The engineer and I sat in a small bay surrounded by a comfortable silence. Apart from the seabirds, and the gentle sound of water on the boat’s hull, we were alone with our thoughts. The harsh New Zealand sun beat down on our backs, and kayaks sat like fat slugs on the white sand of a crescent shaped bay. I watched the nylon sitting neglected on the mirrored surface of the water, and I wondered how long a lamb chop would take to defrost. I looked at the vines silhouetted against a cloudless blue sky, and the bush clad hills that formed folds like a fat ladies belly before they kissed the granite coloured cliffs.
“I think I will write a book.”
“Uh ha” sighed the engineer. That sound by definition means, “oh no here we go again!”
“About what?” He sighed and slumped, already resigned to the news.
“A romance”. The engineer struggled to stifle a groan. I tried to regain his interest.
“Waiheke Island and the New Zealand high country. Relationships and their dynamics. A real story, perhaps including my Joanne.”
A frown played across his face. “Uh ha.” He shook his head and his glazed focus returned to the unmoving nylon of his fishing line.
So begun two years of stolen moments on the keyboard, travelling the path of Twin Pines Station, Marinella Vineyard and the Clarke Family. I explored through my characters the heartbreak of loss, and the healing power of love, the dynamics of family and the constraints imposed by our upbringing.

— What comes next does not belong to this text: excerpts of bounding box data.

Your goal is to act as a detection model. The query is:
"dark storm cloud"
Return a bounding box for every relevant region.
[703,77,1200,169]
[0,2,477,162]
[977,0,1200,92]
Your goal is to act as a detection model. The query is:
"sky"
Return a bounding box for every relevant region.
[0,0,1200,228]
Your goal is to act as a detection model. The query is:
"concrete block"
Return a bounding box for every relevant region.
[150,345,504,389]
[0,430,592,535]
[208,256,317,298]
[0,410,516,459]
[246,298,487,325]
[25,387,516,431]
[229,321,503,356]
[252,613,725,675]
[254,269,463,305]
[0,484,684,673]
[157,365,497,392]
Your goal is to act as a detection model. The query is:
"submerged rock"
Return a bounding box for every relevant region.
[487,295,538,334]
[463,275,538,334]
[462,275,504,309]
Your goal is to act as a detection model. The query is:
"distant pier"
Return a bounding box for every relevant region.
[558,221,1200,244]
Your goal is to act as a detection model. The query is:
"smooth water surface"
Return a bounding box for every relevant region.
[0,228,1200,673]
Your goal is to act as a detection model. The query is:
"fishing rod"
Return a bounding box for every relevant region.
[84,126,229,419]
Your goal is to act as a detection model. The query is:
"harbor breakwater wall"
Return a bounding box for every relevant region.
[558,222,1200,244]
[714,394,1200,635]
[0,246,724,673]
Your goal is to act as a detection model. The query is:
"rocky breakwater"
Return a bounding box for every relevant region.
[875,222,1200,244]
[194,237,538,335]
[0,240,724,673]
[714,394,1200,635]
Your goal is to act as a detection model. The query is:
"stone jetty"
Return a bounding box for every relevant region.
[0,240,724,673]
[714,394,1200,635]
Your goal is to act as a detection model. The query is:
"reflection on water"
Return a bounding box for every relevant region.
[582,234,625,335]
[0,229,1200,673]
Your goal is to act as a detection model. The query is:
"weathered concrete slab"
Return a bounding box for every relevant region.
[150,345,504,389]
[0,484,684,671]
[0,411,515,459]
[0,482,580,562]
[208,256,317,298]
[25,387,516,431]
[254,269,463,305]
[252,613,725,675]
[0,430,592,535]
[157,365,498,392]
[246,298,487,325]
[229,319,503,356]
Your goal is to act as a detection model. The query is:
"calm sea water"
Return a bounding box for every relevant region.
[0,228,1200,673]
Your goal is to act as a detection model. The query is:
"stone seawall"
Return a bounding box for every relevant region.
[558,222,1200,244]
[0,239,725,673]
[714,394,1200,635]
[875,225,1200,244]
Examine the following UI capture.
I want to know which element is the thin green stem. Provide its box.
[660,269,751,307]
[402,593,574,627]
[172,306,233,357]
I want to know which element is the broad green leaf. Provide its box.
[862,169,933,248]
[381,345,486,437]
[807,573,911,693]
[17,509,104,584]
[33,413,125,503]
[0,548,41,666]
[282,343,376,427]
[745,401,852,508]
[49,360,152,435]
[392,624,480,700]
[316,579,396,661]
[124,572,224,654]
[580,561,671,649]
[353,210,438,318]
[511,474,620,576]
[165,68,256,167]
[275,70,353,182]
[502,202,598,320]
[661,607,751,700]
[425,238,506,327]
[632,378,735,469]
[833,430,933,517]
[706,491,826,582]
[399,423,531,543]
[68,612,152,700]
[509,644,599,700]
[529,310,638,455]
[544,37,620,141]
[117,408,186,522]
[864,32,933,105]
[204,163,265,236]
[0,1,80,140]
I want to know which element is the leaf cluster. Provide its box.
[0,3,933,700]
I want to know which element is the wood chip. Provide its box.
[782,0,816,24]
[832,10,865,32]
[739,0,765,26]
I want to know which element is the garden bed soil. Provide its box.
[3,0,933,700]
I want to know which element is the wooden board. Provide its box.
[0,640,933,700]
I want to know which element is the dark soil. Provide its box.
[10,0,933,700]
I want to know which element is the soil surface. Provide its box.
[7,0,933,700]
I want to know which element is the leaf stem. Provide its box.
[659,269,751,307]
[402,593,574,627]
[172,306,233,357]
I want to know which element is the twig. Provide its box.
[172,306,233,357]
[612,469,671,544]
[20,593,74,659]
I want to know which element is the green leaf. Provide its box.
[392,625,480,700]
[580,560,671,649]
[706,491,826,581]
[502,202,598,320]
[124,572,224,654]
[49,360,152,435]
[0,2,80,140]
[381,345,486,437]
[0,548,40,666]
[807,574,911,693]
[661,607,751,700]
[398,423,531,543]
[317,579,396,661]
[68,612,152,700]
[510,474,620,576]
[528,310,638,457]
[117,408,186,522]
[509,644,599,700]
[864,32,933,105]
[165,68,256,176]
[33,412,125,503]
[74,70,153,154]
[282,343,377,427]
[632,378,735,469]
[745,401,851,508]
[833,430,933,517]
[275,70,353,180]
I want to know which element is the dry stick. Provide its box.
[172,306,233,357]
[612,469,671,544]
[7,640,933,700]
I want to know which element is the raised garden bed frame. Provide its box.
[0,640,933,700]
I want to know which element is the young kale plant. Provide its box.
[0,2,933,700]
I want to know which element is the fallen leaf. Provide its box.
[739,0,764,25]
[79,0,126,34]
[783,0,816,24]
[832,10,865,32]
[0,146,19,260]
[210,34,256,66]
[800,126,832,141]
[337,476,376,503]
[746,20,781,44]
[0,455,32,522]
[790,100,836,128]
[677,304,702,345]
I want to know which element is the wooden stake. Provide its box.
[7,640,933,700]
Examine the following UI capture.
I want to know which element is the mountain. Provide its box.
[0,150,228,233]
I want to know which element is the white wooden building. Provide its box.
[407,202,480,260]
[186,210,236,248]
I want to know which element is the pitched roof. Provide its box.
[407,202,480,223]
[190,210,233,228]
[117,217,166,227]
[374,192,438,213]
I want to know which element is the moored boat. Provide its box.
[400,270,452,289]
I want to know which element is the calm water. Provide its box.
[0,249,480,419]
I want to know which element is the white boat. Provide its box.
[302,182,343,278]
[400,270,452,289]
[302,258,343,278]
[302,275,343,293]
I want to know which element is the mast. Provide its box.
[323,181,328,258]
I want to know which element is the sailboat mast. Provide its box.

Don’t get me wrong, my motivation for writing a novel cannot be completely attributed to a sunny day, when the fishing was hard, and the lamb chops were frozen. It was also born through a need to immerse myself in a new project.
Years of driving an archaic truck and watching my daughter compete in various countries, on various horses, of picking up endless piles of poo, from endless species of animals had left me a busy, but just functioning zombie. It was time to think, to be selfish, to do what no mother can do until their children reach that special age, the age when parents are seen as little more than a hindrance. I did something for myself. I began the story of The Quilt, Unravelled and with it came a new life. One of cold meals, paddocks piled high with smelly heaps of poo and a mind that wandered off with a complicated family that had a story to tell.